Прапорщик Сенька Пименов стоял в моем кабинете навытяжку и преданно поедал меня глазами. Нет, уже не прапорщик и знаменосец первой роты — секунд-майор и командир героического батальона егерского легиона. Лично вручил ему офицерский патент.
— Великий подвиг совершили егеря, и потери их считаю личной своей утратой. Награждаю тебя, Арсений Петрович, раз уж ты единственный уцелел, за всех офицеров, которые головы сложили в битве страшной, но честь русского солдата соблюли! Батальон ваш нужно обязательно сохранить. Как пример для всех и память о животы положивших, но чести не лишась! Берешься его восстановить?
Сенька бумагу от меня принял и растерялся. Губы затряслись.
— Да я… Почему только меня?..
— Не спорь с царем! И повышение в чине через несколько ступеней заслужил, и нужно мне всей армии пример подать. Пример отваги отчаянной, а не только царской благодарности. Негоже ставить на такую часть офицера со стороны.
— Слушаюсь!
— Будет и батальону от меня отдельная награда. Какая? Буду думать.
— Знамя нужно новое. Старое-то в негодность пришло, дырка на дырке, — неожиданно проявил инициативу новый секунд-майор.
— Знамя, говоришь? А это мысль! Подумаю.
Я зашагал по кабинету в раздумьях. Остановился напротив героя.
— А скажи-ка мне, друг ситный, не ты ли короля шведского на тот свет отправил?
— Не могу знать, Ваше Императорское Величество! — молодцевато гаркнул Пименов.
— Ты мне тут Ваньку не валяй! Говори как на духу: стрелял в группу шведских офицеров?
Сенька смутился.
— Было дело. Шагах в шестиста от баррикады гарцевали всадники в перьях. Ну и был промеж них один, с голубой лентой. Вот его я и взял на мушку. Карабин мне вы, государь, отменный подарили. Далече бьет…
— Значит, ты… Про это много не болтай. Не просто генерала ты пулей снял — монарха! Еще одного положишь, и впору на груди татуировку сделать: «Смерть тиранам!»
Судя по загоревшимся глазам моего секунд-майора я ему подал идею. Того гляди, и вправду наколет.
На моем столе были приготовлены награды — белый эмалевый крест Георгия Победоносца 2-й степени на длинной черно-оранжевой ленте и шитая золотая четырехугольная звезда из кожи, ткани и серебряной нити. У меня таких знаков отличия уже много, привезли с Петербургского Монетного двора. И не только крестов, но и прочих высших орденских отличий Империи — императорские ордена Святого апостола Андрея Первозванного, Святой Анны, Святого Благоверного князя Александра Невского. Последний сегодня получит Зарубин. Не обойду наградами и правительство, начиная с Перфильева.

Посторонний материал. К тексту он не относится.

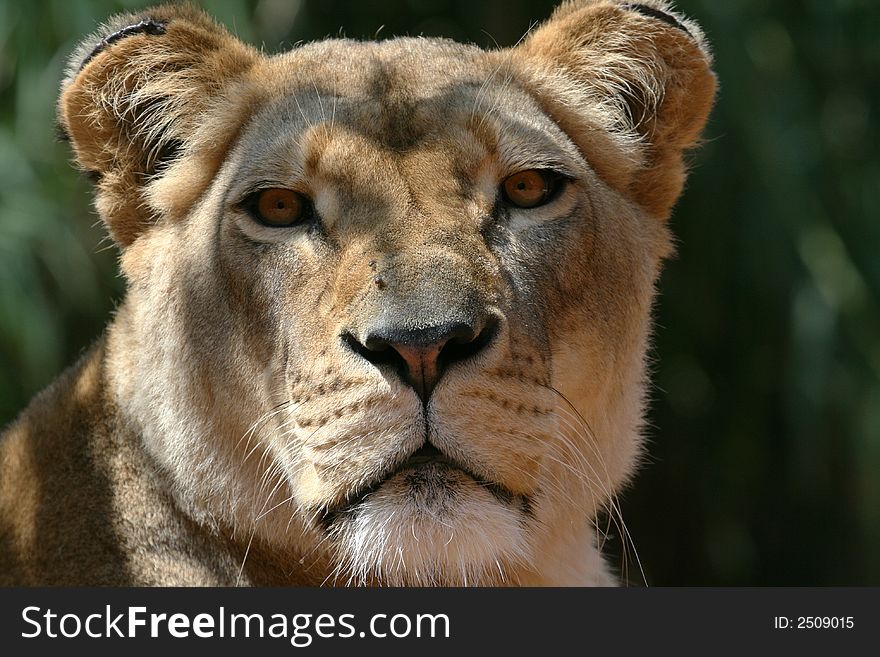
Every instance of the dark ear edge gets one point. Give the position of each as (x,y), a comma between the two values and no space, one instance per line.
(631,83)
(135,97)
(146,26)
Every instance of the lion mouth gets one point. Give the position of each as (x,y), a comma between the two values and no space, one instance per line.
(425,470)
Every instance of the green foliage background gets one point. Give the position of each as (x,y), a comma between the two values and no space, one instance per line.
(765,425)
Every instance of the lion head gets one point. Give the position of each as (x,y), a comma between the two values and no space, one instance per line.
(388,302)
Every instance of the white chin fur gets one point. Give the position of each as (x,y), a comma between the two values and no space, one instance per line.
(398,536)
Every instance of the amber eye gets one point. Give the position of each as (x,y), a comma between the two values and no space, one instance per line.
(529,189)
(278,207)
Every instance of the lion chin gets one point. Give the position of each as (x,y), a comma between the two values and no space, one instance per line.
(429,524)
(387,304)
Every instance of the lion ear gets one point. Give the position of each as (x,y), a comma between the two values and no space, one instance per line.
(134,98)
(631,84)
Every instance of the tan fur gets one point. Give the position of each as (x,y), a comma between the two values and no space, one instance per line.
(217,433)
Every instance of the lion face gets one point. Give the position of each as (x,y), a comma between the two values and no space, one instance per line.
(391,306)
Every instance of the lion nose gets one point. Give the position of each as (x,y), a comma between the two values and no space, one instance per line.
(422,355)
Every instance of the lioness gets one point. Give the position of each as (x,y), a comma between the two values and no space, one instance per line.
(387,309)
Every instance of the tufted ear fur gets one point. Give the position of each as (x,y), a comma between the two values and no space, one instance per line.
(631,84)
(135,98)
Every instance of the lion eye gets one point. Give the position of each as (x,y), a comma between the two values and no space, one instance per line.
(529,189)
(278,207)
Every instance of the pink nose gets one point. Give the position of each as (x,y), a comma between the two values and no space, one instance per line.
(422,355)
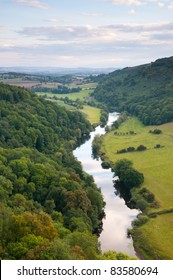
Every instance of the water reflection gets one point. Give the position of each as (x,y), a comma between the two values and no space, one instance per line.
(118,215)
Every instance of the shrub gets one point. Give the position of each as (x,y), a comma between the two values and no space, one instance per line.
(141,148)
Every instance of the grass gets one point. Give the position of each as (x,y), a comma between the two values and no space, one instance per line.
(155,164)
(73,96)
(154,239)
(91,113)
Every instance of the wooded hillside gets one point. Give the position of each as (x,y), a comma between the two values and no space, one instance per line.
(145,91)
(49,208)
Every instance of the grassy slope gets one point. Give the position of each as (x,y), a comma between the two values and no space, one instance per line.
(81,95)
(156,165)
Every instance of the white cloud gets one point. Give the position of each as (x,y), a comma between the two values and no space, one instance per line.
(161,4)
(170,6)
(127,2)
(33,4)
(92,14)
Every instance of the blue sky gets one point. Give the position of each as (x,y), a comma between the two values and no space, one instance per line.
(85,33)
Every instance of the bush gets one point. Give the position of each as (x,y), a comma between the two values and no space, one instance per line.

— Секунд-майор Пименов! Благодарю тебя за верную службу! И за подвиг беспримерный! Произвожу тебя в георгиевские кавалеры! Носи крест и орден с гордостью. И чести, славы, отваги и мужества как первый мой офицер, награжденный мной сим отличием, никогда не теряй!
Я повесил ленту Сеньке через плечо так, чтобы крест оказался на бедре. Расправил. Приколол на левую сторону груди с помощью булавки звезду с надписью в центре «За службу и храбрость». Хлопнул секунд-майора по плечу.
— Что сказать надо?
— Эээ… Спасибо?
— Эх, ты! А еще героем прозываешься! Служу царю и Отечеству! Вот как следует отвечать!
— Служу царю и Отечеству!
— Вот это по-нашему! Молодец! А теперь ступай. У меня дел невпроворот.
Пименов ушел.
Я вздохнул, глянув на серую хмарь за окном. Меня ждали бумаги. Много бумаг. И сверху лежала депеша от генерал-губернатора Оноре Мирабо о происшествии в Москве. О том, что русский бунт, кровавый и беспощадный, еще не исчерпался, несмотря на все мои усилия.